Chapter Fourteen

Friday 25th August 2023

Leo

The credits rolled before Leo could answer Frank. They had something in common, he’d said? Or somewhere? The TV was abruptly turned off and the guards started urging them out of the room. ‘Cells! Time for lock-up!’

Leo dithered, unsure whether to separate himself from Frank or stick with him to find out what he’d meant.

‘You’re from Cromley way, right, Dean?’ Frank clapped a hand to his shoulder as they were jostled towards the landings.

Leo glanced at him. The hand was heavy, forcing him to walk with a stoop to one side. ‘I … yeah.’

‘Same neck of the woods,’ Frank said, pointing at his wide chest.

‘Oh?’ Somehow, sticking to minimal syllables felt safest. Leo had no idea how Frank knew about him. It wasn’t hard to find out about other inmates, he supposed, especially if you were someone like Frank.

‘I’m from further north, but still the Dales,’ Frank said. ‘Been to Cromley once or twice, back in the day. Funny little place.’

Leo raised his eyebrows. His feelings about Cromley were a mess these days, but in the past he’d never thought of it as anything but a normal village. As home.

Funny little place.

There was something compelling, though, about hearing it called that. As if Cromley might be the problem, not him, not what he did.

‘Yup,’ he said, regardless, and Frank laughed.

‘Don’t give much away, do you?’

‘Nope?’ Even Leo was half-grinning now, relaxing a fraction. Maybe Frank was just being friendly. Maybe he just wanted to talk about where he came from, after however long he’d been inside. He’d been transferred here from a cat-B prison about five years ago, Leo had been told. How long he’d been in the higher security place – or for what crime – nobody here quite seemed to know.

‘Who are your people there?’ Frank asked.

Leo tensed again. Places were one thing. Talking about people didn’t feel so safe. And who were his people, now, apart from his mum? He remembered glancing at the public gallery during his trial, seeing rows of familiar Cromley faces. Feeling the hatred coming off them, stronger and stronger, and from the witness stand too, as they brought their fragments of that night.

A push or a punch? I-I wouldn’t like to say …

He always had a temper, but something came over him that night, scared us all …

‘Not that I’d know them,’ Frank said, snapping him back. ‘But small world and all. You got family?’ His face was suddenly closer to Leo’s, like in the TV room, and Leo found himself subtly checking where the nearest guard was.

‘Jordan!’ bellowed Perez, gesturing for Frank to follow him to his cell.

Frank’s nostrils flared.

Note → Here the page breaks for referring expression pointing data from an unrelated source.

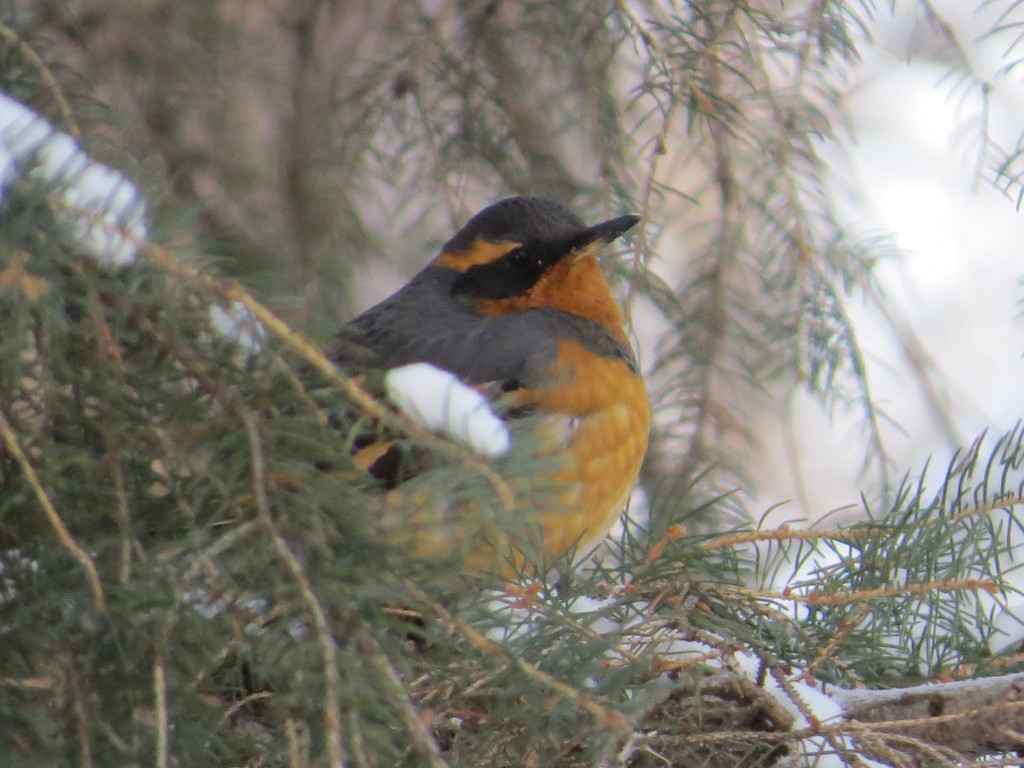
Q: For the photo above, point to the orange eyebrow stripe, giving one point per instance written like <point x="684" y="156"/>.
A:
<point x="481" y="252"/>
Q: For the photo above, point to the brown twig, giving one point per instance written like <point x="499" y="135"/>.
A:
<point x="14" y="446"/>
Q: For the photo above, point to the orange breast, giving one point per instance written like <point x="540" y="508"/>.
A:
<point x="608" y="406"/>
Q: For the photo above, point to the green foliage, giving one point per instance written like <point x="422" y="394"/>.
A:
<point x="195" y="571"/>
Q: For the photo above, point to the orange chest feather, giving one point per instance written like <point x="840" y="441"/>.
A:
<point x="574" y="286"/>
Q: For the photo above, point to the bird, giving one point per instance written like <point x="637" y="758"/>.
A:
<point x="516" y="304"/>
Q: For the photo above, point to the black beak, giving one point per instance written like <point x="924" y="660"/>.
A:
<point x="605" y="231"/>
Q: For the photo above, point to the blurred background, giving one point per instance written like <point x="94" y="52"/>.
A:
<point x="825" y="292"/>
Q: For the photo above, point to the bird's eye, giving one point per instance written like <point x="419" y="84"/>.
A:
<point x="518" y="258"/>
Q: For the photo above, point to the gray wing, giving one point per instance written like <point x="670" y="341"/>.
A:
<point x="516" y="348"/>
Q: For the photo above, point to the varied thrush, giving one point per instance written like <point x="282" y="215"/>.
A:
<point x="516" y="302"/>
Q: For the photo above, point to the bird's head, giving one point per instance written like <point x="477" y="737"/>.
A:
<point x="524" y="253"/>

For a moment Leo thought he was going to argue – there always seemed that possibility with him, always an undercurrent – but Frank just tipped an imaginary hat at Leo and strode away, overtaking the guard without acknowledgement.

Leo sped up along the other landing, relief mingling with his usual gloom at the prospect of the long, locked-up night ahead. He glanced back and met Frank’s eye, who was also looking at him over his shoulder.

‘Sleep tight, neighbour,’ Frank called, turning a few heads. ‘We’ll … talk some more, yeah?’

Leo flushed and dipped his chin, hurrying to catch up with Cliff in the ever-noisy flow. The back of his brain was ticking now. Rewinding to when he’d first got here, when Cliff had warned him about Frank as part of a general things-you-should-know chat. Don’t eat the cheese (‘I don’t know what it is but it isn’t cheese’) and don’t piss off Frank Jordan. Amid the sheer relief of realising his cellmate was a good guy, Leo had thought, fleetingly, that Frank looked a tiny bit familiar. That maybe he’d seen a broken nose like that somewhere before.